20+ years ago, we were founder members of what became the Home Education Network HEN. One Sunday every month through 1999 we packed our two small children into the car and drove 110km to a Scout Hut in Greystones to thrash out a coherent response to the Government's plans to regulate and control truancy Home Education. HEN was, and is, a broad church. There were some very floaty skirts in the room, lots of Birkenstocks; children called Aragorn;  it was my first encounter with rice-cakes. There was A Lot to do setting up an organisation, starting a newsletter, recruiting members, drafting policy, encouraging our children to play nicely, identifying sympathetic politicians, raising a bit of money, setting a date for the first annual meeting and sourcing a venue. It was different from my professional experience: there was to be not Chair and Secretary but rather a Facilitator and Scribe. That was okay in a, like whatevs, nice folksie way of sorting the optics. I often found myself sitting beside the only other bloke in the room who worked in a professional capacity in biomedicine because there was comfortable common ground there.

After we'd swallowed Facilitator and Scribe we were asked to adopt Consensus Decision Making as the modus operandi for our group. [Bob thinks; whoa! Woo-Wah alert]. But it sounds great:
"Consensus decision making is a creative and dynamic way of reaching agreement between all members of a group. Instead of simply voting for an item and having the majority of the group getting their way, a group using consensus is committed to finding solutions that everyone actively supports, or at least can live with." What's not to like about that??  But it's like ethics, invisible racism, unconsidered sexism . . . it's hard to achieve those clearly desirable outcomes. The advocate of CDM assured us that it would be easy: "I propose that we devote the next three monthly meetings to sorting out the group dynamics through CDM . . .".

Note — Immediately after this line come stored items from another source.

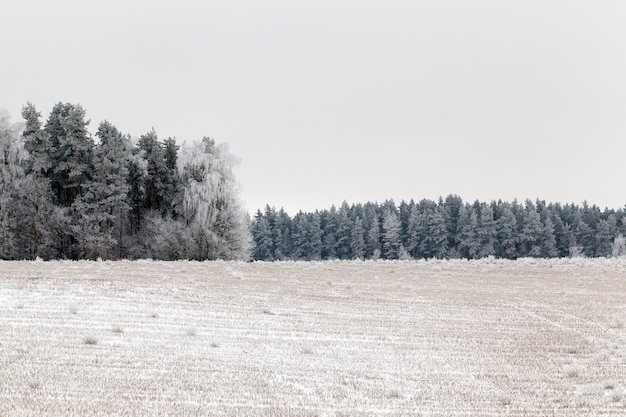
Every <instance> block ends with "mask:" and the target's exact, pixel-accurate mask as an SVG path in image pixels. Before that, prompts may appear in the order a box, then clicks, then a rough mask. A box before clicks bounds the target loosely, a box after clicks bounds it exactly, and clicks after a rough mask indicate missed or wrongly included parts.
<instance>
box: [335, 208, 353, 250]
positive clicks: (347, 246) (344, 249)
mask: <svg viewBox="0 0 626 417" xmlns="http://www.w3.org/2000/svg"><path fill="white" fill-rule="evenodd" d="M349 213H350V208H349V207H348V203H346V202H345V201H344V202H343V204H341V207H340V208H339V213H338V216H337V232H336V235H335V236H336V243H335V247H336V254H337V257H338V258H339V259H351V258H352V249H351V241H352V221H351V220H350V217H349Z"/></svg>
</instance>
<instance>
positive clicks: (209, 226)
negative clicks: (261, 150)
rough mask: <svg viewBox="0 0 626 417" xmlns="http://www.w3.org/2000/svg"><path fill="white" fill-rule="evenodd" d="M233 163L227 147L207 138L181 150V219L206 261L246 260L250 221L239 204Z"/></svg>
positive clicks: (178, 166)
mask: <svg viewBox="0 0 626 417" xmlns="http://www.w3.org/2000/svg"><path fill="white" fill-rule="evenodd" d="M235 163H236V159H235V158H234V157H233V156H232V155H231V154H230V153H229V152H228V147H227V146H226V145H216V144H215V141H213V140H212V139H209V138H204V139H203V140H202V142H199V143H196V144H194V145H191V146H189V147H187V148H183V149H182V152H181V157H180V158H179V160H178V170H179V173H180V176H181V179H182V184H183V186H184V201H183V210H184V211H183V213H184V218H185V219H186V220H187V221H188V222H189V223H190V225H191V227H195V228H196V229H197V231H198V233H200V234H199V236H200V237H201V238H202V241H200V242H198V243H199V244H200V245H201V246H202V247H203V248H204V249H203V250H202V252H203V254H202V255H203V257H205V258H206V259H247V258H248V257H249V253H250V234H249V219H248V217H247V214H246V213H245V211H244V210H243V207H242V204H241V201H240V200H239V195H238V187H237V183H236V181H235V176H234V174H233V168H234V165H235Z"/></svg>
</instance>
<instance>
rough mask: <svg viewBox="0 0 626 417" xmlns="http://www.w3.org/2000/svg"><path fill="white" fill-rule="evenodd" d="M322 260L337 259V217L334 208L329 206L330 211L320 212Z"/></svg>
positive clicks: (337, 221) (337, 223) (337, 217)
mask: <svg viewBox="0 0 626 417" xmlns="http://www.w3.org/2000/svg"><path fill="white" fill-rule="evenodd" d="M320 220H321V225H322V258H323V259H335V258H337V227H338V222H339V219H338V216H337V209H336V208H335V206H331V208H330V210H327V211H324V212H322V215H321V219H320Z"/></svg>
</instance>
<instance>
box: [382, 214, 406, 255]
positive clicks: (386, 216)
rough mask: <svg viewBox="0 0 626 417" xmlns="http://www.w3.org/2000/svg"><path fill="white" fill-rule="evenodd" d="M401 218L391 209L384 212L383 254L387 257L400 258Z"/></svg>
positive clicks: (383, 225)
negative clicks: (400, 227) (399, 217)
mask: <svg viewBox="0 0 626 417" xmlns="http://www.w3.org/2000/svg"><path fill="white" fill-rule="evenodd" d="M401 247H402V242H401V240H400V219H399V218H398V215H397V214H396V213H395V212H394V211H391V210H385V212H384V213H383V256H384V257H385V259H399V258H400V248H401Z"/></svg>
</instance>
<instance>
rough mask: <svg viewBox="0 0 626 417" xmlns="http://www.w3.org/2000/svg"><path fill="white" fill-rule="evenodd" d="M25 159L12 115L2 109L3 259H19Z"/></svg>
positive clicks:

Nooooooo! We have tasks, we have things To Do, a potentially adverse legislation Express is rushing down the tracks at our little homely caboose. We can't be fannying about here. In the end we adopted Facilitator and Scribe but we parked what they actually represented and got on with Business.  No regrets on that one: it was a fair compromise between doing the right thing and doing it in the right way. I do so try to be aware of the unconscious bias in my patriarchal thoughts and deeds.